The intention to open the Bahamas’ mobile/cellular market has been a long time in the making. It was part of the negotiations when the BTC was privatised in 2011, where it was agreed that the mobile/cellular market would closed for at least three years, up to April 2014. It therefore meant that during that time, and learning from the experiences of other incumbents, such as LIME in Jamaica, the BTC has had the opportunity to strengthen its position in that market.
Based on the news items collated in our Roundup series, and over the past three and a half years, the BTC has expanded and upgraded its network considerably, and has also thinned its staff complement. It may therefore be more difficult – not necessarily impossible – for a new entrant to get decent traction in areas where the BTC has already established a footprint.
Revenue loss imminent
A report in the local Tribune newspaper stated that the BTC “is bracing for a 20 per cent cut in income over the next four years as a result of losing its lucrative cellular monopoly”. Although losses in revenue is a distinct possibility, it can be argued that its severity will be, to an appreciable degree, dependent on the measures that the BTC itself has instituted, recognising that it is the incumbent and has had well over three years to prepare itself for competition in that segment.
However, it is also important to realise that in having new entrants, especially in a market that is not yet saturated, means that there is scope for the market to grow, which can open up a range of opportunities that would not otherwise exist. Further, with no new player selected, it would not yet be clear what strategy it intends to employ to enter the market, and correspondingly what counterstrategies (if any) the BTC might have up its sleeve.

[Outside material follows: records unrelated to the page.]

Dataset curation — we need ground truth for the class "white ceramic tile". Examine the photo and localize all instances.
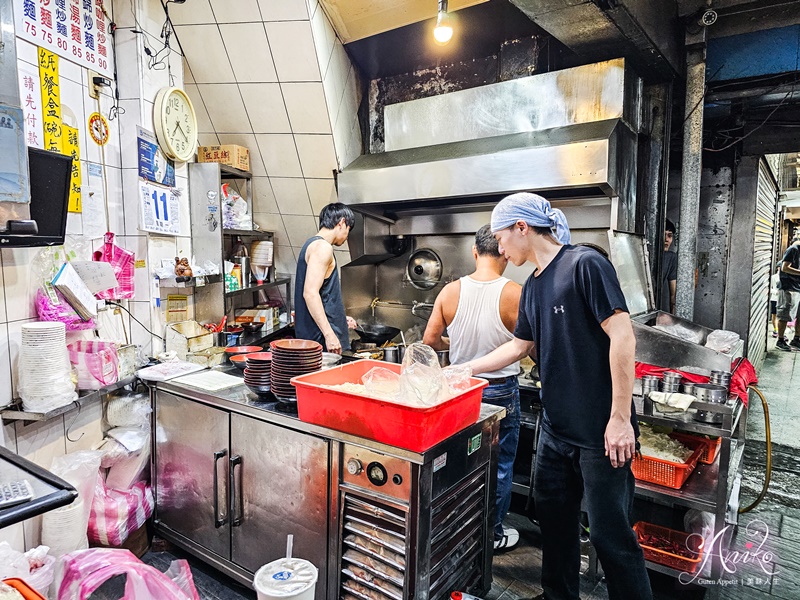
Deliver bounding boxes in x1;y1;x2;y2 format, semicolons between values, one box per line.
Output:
219;23;278;83
275;244;300;274
217;133;267;177
294;135;338;179
118;168;141;235
306;179;338;216
169;0;216;25
115;235;151;300
253;212;289;248
281;82;331;133
114;29;144;100
183;83;214;133
106;167;127;235
64;400;103;454
0;323;14;412
2;248;39;321
182;57;195;84
239;83;291;133
197;132;222;146
128;301;155;356
210;0;261;23
269;177;314;216
17;38;39;67
311;2;336;78
197;84;251;134
258;0;308;21
256;133;303;177
266;21;322;82
253;177;278;213
175;25;236;83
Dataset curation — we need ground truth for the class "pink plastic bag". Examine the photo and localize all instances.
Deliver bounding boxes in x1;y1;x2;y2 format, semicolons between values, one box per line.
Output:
67;340;119;390
92;232;136;300
87;477;155;546
58;548;200;600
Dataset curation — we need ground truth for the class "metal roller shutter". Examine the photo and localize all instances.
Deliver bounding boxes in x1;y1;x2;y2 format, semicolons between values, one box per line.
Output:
747;160;778;370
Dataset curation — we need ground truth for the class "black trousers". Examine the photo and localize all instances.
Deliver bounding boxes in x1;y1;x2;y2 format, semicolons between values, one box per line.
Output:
534;428;653;600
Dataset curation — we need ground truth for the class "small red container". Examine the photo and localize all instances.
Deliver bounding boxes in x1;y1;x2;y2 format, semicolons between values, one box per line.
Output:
292;360;489;452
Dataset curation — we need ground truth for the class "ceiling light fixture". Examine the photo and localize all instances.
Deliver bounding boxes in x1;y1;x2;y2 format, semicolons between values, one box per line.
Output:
433;0;453;45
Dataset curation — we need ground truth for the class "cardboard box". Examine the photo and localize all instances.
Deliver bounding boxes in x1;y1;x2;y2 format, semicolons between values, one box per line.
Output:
197;144;250;171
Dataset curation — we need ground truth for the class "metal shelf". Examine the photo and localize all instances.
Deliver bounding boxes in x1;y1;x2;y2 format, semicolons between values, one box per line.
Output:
225;277;291;298
0;377;135;421
158;273;222;288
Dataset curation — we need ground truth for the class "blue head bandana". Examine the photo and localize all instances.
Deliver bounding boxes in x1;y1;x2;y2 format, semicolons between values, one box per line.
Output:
491;192;570;244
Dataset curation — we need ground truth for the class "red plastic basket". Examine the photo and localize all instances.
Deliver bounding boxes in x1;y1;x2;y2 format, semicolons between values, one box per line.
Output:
672;433;722;465
631;434;706;490
633;521;703;573
292;359;488;452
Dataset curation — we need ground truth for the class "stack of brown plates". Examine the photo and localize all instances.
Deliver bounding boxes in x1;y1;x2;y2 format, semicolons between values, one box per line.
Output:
244;352;272;395
270;340;322;402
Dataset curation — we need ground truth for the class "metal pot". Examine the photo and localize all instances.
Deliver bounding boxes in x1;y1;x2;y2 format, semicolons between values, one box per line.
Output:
383;346;400;363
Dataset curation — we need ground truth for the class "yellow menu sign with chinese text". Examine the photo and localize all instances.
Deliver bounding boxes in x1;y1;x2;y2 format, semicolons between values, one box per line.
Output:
61;125;82;212
39;48;63;152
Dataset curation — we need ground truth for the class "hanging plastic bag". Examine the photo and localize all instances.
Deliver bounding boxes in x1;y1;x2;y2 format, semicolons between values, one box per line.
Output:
92;232;136;300
88;477;155;546
67;340;119;390
56;548;200;600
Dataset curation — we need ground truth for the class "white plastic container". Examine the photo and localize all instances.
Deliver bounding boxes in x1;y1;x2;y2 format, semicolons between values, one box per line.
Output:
253;558;319;600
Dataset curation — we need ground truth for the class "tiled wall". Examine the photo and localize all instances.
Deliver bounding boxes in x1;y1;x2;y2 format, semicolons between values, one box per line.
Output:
0;0;191;550
170;0;361;274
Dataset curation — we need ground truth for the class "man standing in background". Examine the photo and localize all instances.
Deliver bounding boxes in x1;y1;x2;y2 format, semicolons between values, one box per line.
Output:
775;230;800;352
658;219;678;314
423;225;522;550
294;202;356;354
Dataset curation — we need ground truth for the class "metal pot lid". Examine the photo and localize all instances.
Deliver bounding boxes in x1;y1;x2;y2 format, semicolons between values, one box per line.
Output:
406;248;442;290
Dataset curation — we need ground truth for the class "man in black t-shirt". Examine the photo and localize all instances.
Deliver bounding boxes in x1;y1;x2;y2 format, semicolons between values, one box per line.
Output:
467;193;652;600
775;231;800;352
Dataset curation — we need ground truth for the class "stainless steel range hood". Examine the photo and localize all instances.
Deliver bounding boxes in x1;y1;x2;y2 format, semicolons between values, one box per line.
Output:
339;119;636;205
339;59;641;229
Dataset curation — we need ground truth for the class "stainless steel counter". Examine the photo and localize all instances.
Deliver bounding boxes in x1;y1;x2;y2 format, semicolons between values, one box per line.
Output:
156;367;506;465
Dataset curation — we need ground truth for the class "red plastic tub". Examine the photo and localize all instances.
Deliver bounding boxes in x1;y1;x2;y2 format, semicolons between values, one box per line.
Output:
292;360;489;452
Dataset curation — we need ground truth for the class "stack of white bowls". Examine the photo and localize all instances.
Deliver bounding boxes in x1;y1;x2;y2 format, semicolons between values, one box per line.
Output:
19;322;78;412
250;240;274;281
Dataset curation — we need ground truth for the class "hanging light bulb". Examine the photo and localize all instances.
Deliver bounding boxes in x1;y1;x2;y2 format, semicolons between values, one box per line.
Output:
433;0;453;45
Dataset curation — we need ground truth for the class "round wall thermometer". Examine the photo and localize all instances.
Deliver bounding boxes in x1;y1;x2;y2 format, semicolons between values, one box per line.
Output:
89;113;108;146
153;88;197;162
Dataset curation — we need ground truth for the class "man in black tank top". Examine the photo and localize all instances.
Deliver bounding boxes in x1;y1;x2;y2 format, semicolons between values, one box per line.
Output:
294;202;356;354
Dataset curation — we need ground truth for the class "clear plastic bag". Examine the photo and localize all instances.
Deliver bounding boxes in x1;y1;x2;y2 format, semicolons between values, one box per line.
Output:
361;367;400;401
706;329;740;354
56;548;200;600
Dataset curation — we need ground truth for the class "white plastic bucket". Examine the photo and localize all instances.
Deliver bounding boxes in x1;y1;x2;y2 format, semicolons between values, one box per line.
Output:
253;558;319;600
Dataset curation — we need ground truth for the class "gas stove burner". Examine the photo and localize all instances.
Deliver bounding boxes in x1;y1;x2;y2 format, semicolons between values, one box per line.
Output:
350;340;378;352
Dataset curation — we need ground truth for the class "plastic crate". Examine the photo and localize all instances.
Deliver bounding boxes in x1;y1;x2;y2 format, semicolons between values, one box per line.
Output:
631;434;706;490
672;433;722;465
292;359;488;452
633;521;703;573
3;577;45;600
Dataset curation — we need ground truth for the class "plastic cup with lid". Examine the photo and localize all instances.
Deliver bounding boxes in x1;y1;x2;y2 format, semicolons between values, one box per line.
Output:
253;558;318;600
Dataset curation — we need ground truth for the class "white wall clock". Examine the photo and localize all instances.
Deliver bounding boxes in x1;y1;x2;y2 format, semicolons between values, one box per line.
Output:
153;88;197;162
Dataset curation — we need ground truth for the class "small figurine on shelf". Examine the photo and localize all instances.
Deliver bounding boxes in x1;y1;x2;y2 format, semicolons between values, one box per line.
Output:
175;256;192;277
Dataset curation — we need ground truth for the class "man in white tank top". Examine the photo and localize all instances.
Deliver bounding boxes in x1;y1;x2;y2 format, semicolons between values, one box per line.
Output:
423;225;522;550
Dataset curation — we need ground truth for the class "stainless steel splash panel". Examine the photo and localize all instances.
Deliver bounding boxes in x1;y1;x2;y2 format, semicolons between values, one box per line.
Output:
384;58;641;151
339;119;636;206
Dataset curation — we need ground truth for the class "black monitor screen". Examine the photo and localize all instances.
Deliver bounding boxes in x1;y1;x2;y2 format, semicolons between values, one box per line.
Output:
28;148;72;244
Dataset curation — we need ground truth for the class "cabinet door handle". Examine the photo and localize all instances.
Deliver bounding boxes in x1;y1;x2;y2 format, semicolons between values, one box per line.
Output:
214;450;228;529
228;454;244;527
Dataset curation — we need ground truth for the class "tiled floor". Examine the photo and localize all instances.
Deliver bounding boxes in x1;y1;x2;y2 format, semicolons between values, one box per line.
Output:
93;340;800;600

On a separate note, in the comments for the Tribune article, BTC Faces 20% Income Cut Via Monopoly End, Bahamian consumers appeared more disgruntled by the fact that the BTC has basically neglected all of its other services, such as fixed-line telephony, in favour of the mobile/cellular segment. This posture is not unexpected, as it has been the go-to approach in the LIME/Cable & Wireless playbook across the region. However, when the dust settles, one might find that the BTC would have lost considerably more footing in all other services (than mobile/cellular), and has compromised its position for the delivery of data-driven services, which arguably is where the longer term emphasis and disruption will be occurring.